In 1992 Alex Gurevich proposed that lightning is the spawn of interstellar radiation. The theory was widely dismissed by the scientific community, but in the time since it has come more and more into favor. Partly because there has been no suitable scientific theory, and partly because new observations fit correctly into the theory.

Various agencies studying lighting discovered in 2002 that lightning produces a large pulse of x and gamma rays. This was a surprise since conventional wisdom said that the atmosphere is too dense to allow for electrons to accelerate to speeds high enough to create those high-energy emissions. It was perplexing, but the much older proposition of Runaway Breakdown explained it eloquently.

In a nutshell, Runaway Breakdown takes into account that the Earth is under perpetual assault by Cosmic Rays, a very high energy that roves the cosmos. Most of the time this energy has no effect on terrestrial life, including clouds, most being too diffuse for the radiation to care about. The difference comes in the thick, heavy, wet clouds that make up a thunderhead. The dark foreboding weather front a person sees bearing down on him on a warm summer’s eve is only the tip of the proverbial iceberg. The thunderhead reaches up to 14 miles above sea level. The giant mass of unstable air and moisture acts somewhat like a solar cell to the cosmic rays, but lacks the power to trap the energy.

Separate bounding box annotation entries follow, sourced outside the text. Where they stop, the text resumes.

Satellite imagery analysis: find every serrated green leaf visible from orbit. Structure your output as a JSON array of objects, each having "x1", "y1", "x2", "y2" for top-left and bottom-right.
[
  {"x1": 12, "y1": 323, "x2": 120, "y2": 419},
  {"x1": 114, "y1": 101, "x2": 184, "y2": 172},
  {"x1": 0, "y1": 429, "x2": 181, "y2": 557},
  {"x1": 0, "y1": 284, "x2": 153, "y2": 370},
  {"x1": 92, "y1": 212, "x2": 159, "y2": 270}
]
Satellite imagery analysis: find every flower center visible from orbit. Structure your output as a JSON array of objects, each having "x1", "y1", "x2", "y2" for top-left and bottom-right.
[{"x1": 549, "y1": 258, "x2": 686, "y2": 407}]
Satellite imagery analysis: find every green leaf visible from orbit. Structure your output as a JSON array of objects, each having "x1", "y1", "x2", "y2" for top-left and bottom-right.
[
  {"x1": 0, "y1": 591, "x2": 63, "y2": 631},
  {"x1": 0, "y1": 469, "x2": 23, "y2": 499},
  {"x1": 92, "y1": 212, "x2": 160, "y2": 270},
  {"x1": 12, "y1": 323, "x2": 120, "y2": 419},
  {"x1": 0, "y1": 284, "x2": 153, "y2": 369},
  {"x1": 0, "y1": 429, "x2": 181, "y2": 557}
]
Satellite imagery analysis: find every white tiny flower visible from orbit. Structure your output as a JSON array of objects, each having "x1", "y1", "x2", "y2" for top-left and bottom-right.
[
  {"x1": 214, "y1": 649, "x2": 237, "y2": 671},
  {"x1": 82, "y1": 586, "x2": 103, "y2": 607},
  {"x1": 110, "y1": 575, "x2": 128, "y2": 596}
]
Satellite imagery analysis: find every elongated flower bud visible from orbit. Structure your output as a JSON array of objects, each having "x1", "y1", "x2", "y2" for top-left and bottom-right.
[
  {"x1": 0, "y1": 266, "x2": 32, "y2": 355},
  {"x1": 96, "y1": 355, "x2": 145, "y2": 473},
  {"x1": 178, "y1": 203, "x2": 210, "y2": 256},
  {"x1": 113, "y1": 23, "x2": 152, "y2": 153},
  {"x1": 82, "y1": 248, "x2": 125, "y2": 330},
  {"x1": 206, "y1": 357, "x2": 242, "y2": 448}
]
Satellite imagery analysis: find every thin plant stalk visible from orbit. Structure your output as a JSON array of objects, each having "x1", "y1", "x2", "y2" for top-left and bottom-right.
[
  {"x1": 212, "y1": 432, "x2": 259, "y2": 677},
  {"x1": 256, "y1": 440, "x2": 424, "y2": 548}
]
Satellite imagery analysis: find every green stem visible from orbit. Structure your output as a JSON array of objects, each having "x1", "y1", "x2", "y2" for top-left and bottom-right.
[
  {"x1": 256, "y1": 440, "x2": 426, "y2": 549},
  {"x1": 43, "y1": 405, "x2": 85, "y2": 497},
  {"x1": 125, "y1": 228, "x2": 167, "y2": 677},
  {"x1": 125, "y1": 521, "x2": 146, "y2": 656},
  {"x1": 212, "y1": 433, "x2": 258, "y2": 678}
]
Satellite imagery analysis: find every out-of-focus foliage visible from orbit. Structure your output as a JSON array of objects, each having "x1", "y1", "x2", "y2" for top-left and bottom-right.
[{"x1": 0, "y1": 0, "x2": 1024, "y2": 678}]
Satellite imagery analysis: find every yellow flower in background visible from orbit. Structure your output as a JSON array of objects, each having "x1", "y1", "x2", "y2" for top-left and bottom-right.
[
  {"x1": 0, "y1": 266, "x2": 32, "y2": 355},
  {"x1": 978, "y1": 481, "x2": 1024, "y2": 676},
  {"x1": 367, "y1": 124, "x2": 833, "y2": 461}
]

The high energy Cosmic Rays smack into air or water molecules in the conundrum, and cause the molecule to release a high energy electron. That electron has a reach and power usually unavailable in the atmosphere, and that electron is prone to hit another molecule which will release one or more electrons in turn. This cascading breakdown is somewhat analogous to a nuclear reaction in an open environment. but where a nuclear core must be cooled, inside a thunderhead the energy is dispersed when there are enough long-trajectory electrons created, and they conglomerate into a bolt of conductive plasma⁠—lightning.

There are still some difficulties with the Runaway Breakdown theory, namely that the events described therein are exceedingly difficult to observe since storms rarely make appointments to appear at a designated time and place for observers. This isn’t to say it’s not provable, but like may things, it will take time. As Benjamin Franklin, the father of meteorology and electrodynamics said, “He that can have patience can have what he will.”